Allowing non-ASCII identifiers

Wed Feb 11 19:18:16 EST 2004

Dietrich Epp wrote:

> You could require that all identifiers be the canonically decomposed 
> Unicode representations encoded into UTF-8.  This would mean that no 
> matter which string is chosen from the above, the result is always the 
> same sequence of characters.  This is how many filesystems use unicode, 
> i.e., Mac HFS+ works this way (but filesystems usually also require a 
> specific version of Unicode for backwards compatibility).
There are several "Normal forms" for Unicode letters.  You'd need to
choose one.

> I personally think that Unicode identifiers would be catastrophic.....
{lotsa examples, some good, some not-so-good elided)
I'm reluctant to endorse it because I _know_ I'll see "Why doesn't my
program work?" accompanied by characters I'm not used to distinguishing.

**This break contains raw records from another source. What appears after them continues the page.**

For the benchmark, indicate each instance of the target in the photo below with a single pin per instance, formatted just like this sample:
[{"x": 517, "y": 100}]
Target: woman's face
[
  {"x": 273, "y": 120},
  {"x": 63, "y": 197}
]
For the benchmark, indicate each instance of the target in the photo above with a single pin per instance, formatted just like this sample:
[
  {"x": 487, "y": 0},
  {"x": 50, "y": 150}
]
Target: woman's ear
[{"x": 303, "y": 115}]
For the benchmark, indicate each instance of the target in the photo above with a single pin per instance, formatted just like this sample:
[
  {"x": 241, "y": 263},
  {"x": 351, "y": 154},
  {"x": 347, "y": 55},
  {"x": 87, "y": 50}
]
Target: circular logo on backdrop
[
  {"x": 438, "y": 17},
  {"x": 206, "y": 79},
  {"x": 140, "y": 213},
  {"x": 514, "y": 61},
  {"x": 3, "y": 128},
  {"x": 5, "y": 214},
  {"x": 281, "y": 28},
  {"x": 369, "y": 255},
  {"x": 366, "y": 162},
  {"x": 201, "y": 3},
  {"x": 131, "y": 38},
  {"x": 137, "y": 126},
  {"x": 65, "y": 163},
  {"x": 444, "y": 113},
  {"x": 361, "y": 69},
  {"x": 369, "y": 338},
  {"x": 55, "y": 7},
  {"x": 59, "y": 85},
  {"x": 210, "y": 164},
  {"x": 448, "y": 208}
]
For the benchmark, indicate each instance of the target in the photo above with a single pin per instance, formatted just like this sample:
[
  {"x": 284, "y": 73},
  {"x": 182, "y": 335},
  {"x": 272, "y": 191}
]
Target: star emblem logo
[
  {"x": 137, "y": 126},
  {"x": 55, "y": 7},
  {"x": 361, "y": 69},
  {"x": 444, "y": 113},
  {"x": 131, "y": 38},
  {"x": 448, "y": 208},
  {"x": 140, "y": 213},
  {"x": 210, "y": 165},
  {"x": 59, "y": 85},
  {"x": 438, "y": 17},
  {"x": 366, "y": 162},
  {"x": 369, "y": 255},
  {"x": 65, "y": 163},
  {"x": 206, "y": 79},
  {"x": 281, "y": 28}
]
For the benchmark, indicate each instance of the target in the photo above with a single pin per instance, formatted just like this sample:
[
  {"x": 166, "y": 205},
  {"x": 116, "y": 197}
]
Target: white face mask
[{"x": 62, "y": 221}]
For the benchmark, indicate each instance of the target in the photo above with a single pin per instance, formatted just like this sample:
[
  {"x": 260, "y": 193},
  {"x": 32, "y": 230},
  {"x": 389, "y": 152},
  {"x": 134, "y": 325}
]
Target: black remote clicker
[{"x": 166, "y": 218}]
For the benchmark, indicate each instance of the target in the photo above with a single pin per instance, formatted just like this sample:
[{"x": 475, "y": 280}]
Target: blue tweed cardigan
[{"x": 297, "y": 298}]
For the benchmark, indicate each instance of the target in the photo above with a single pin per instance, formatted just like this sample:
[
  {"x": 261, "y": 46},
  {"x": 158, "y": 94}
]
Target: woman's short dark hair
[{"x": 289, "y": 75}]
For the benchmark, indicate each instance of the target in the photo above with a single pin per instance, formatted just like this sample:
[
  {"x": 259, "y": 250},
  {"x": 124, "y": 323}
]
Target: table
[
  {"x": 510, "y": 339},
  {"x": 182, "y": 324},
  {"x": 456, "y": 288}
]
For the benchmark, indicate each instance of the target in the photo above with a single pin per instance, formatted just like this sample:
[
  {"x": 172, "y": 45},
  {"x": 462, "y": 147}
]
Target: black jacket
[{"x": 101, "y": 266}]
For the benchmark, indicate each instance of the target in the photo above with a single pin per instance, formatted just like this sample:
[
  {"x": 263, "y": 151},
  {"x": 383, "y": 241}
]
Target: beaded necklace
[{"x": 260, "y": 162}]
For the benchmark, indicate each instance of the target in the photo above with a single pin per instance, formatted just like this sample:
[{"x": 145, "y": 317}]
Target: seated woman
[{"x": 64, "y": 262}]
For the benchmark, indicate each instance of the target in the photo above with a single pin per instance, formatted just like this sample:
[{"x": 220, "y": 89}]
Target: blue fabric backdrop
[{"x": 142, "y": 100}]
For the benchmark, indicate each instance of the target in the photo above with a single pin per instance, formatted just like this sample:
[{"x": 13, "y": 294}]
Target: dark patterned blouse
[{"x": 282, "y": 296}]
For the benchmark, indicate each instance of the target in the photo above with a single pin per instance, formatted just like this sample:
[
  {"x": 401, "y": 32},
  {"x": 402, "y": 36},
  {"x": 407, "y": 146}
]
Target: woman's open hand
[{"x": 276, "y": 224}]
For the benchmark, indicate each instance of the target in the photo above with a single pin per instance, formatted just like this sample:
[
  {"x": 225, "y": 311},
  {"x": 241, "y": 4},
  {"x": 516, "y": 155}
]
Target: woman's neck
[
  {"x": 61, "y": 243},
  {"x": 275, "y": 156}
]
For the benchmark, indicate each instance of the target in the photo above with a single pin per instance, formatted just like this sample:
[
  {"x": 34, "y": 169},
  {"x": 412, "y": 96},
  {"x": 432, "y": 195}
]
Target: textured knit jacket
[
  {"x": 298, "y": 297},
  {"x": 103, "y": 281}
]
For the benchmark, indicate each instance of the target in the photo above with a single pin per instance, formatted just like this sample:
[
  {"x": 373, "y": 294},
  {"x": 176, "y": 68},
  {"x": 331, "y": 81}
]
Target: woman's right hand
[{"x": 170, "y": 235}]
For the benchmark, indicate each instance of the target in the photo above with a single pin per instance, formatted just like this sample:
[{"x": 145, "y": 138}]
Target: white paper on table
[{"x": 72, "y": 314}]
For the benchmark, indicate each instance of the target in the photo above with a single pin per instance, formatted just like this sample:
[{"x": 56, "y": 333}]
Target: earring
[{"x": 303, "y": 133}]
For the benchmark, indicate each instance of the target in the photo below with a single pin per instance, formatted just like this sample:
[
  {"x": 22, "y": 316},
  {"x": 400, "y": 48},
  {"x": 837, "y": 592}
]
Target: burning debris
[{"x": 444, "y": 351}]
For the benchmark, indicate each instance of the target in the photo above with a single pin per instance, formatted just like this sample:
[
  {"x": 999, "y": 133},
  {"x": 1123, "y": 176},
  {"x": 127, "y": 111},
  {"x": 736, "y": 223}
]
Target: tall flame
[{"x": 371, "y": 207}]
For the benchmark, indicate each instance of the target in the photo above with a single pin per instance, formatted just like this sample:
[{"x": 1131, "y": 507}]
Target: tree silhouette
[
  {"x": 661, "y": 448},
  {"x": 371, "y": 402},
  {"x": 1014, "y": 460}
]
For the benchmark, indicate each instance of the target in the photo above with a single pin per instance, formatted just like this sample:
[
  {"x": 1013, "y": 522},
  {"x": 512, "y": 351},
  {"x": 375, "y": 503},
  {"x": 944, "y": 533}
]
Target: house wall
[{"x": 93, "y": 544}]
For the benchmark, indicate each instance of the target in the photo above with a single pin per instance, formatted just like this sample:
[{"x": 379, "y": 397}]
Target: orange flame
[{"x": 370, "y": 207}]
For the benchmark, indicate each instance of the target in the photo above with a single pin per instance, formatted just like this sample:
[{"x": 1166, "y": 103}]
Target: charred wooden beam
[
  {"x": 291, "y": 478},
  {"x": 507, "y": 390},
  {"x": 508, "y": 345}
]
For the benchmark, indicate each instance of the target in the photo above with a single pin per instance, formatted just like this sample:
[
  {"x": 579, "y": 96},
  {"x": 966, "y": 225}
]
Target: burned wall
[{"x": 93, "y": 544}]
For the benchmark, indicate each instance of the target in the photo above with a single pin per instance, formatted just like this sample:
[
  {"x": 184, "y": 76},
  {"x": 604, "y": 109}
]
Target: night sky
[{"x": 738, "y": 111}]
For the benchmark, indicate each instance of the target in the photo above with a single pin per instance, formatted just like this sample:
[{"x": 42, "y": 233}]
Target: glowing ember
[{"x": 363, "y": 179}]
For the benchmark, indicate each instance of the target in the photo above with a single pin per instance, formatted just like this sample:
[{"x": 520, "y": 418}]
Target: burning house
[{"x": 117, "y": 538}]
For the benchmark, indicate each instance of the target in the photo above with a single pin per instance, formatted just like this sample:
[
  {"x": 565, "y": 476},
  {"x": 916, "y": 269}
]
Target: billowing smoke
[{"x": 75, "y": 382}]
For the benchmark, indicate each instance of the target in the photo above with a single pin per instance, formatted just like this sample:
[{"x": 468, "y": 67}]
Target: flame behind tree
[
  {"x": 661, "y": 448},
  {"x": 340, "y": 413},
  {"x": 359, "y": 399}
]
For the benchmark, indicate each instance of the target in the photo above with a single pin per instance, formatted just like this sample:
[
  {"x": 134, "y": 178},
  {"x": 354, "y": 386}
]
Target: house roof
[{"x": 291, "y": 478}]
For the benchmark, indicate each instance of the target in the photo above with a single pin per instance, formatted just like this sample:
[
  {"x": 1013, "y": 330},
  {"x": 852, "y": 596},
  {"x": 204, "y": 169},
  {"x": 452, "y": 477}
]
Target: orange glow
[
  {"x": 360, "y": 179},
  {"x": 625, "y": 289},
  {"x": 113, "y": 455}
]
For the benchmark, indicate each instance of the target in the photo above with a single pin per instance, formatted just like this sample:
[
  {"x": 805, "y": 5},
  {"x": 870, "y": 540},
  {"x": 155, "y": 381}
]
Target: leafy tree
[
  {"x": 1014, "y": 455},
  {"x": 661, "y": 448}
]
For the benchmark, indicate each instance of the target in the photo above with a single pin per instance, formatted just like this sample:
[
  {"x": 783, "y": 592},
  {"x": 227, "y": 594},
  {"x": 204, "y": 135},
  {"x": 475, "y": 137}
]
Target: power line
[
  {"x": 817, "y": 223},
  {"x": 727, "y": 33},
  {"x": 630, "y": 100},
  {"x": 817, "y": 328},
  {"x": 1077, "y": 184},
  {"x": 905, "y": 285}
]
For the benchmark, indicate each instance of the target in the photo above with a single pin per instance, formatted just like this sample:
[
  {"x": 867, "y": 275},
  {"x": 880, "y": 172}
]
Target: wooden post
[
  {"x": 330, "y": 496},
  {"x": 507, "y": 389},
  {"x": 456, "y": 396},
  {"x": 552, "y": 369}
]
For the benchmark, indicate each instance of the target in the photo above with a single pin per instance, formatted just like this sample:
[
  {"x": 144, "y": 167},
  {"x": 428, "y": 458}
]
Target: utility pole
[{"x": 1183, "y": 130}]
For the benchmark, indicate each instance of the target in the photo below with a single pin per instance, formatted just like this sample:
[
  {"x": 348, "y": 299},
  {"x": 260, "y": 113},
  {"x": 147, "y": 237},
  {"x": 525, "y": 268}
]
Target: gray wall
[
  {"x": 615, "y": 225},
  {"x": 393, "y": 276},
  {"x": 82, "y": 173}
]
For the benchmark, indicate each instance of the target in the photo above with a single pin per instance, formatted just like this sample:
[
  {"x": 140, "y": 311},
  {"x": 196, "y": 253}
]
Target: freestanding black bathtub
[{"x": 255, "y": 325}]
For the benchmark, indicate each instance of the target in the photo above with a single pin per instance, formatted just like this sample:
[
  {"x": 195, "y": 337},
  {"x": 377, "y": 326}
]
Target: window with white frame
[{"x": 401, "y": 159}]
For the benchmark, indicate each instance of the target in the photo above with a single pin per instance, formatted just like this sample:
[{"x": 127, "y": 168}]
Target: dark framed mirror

> I think the assumption some people have is that Unicode will only ever 
> be used for things that are like the roman alphabet: adding diacritical 
> marks, etc.  It sounds like the most worthless extension ever, and the 
> only language I think of when I think of special characters is Intercal.  
And this is why I had to comment.  You obviously never dealt with APL.
I actually used it without an APL type ball, which was painful in the
extreme.  When I give language summaries, my quote for APL is,
"APL is the only language where you regularly see one programmer walk
into another's office (well, cube now, but in the day....) and say,
'I bet you cannot guess what this one-line program does.'"

-- 
-Scott David Daniels
Scott.Daniels at Acm.Org